EU seeks to buy Israeli natural gas for upcoming winter

In a dramatic turnabout in Israel-EU relations, the European Union is asking Israel to immediately provide a substitute for the Russian natural gas now being sanctioned by the international community.



According to a new report in Israel Hayom, Israel and the European Union are conducting fast-track negotiations for the sale of Israeli natural gas to the EU, which would be piped to Europe via Egypt.

The two sides have already exchanged draft proposals and according to estimates, an agreement could be reached as early as this summer, following which the two sides will negotiate directly with the gas companies themselves.

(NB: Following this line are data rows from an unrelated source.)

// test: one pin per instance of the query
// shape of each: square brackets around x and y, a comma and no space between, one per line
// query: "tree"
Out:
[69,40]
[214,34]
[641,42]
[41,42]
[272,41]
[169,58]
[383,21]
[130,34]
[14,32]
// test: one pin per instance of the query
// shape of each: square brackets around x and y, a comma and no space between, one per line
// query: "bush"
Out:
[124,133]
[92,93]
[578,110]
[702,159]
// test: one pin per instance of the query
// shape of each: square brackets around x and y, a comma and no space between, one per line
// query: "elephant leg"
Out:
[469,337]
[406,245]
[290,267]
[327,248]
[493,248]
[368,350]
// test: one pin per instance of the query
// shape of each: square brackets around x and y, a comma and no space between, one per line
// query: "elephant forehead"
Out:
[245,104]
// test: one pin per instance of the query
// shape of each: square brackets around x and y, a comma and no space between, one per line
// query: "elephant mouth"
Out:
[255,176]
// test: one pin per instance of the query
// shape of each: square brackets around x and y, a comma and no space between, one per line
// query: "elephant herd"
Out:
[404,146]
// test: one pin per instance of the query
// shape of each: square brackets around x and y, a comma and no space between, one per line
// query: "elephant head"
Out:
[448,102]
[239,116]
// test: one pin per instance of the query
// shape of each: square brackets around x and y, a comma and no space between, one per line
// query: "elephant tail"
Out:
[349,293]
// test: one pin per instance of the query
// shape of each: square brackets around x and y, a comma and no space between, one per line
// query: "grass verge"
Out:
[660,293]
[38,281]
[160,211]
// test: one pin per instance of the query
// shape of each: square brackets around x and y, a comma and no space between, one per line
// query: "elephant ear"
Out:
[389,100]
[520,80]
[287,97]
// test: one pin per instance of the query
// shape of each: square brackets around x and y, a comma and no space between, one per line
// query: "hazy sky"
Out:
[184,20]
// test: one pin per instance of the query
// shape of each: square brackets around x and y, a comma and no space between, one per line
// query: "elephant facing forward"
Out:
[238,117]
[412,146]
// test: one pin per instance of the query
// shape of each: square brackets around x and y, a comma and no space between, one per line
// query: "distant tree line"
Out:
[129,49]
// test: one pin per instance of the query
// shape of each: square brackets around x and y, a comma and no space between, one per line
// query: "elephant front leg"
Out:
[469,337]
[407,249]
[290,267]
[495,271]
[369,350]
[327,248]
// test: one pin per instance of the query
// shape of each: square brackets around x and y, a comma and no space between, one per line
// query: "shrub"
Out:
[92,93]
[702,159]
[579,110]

Leviathan Gas Field and surrounding territorial waters.

The negotiations are being given special priority in the EU due to the projected shortfall in gas supplies this coming winter, now that many European countries have vowed to cease purchasing gas from Russia as a consequence of the Russia-Ukraine war. Prior to the war, Russia provided around forty percent of the bloc’s gas supplies.

EU negotiators have already made contact with the Egyptian Energy Minister, Tarek El Molla, and with the Israeli Minister of Energy, Karin Elharrar. Elharrar is also scheduled to meet with the EU’s Energy Minister, Kadri Simson, to discuss the urgent need of the European bloc to find alternative sources of fuel for next winter, which is expected to be a harsh one. If gas supplies cannot be assured, European officials are warning, they may have to revert to using coal which is seen as undesirable by those who associate coal-burning with climate change.

An official closely involved in the negotiations on the Israeli side reported that, “If no unexpected obstacles arise, Israel could be selling gas to Europe as early as this winter. This is a dramatic turnabout in Israel-EU relations, with possible ramifications similar to those brought about in Egypt-Israel relations due to the sale of gas. Israel is making a huge effort to come to Europe’s aid during its hour of need and the process has immense policy significance.”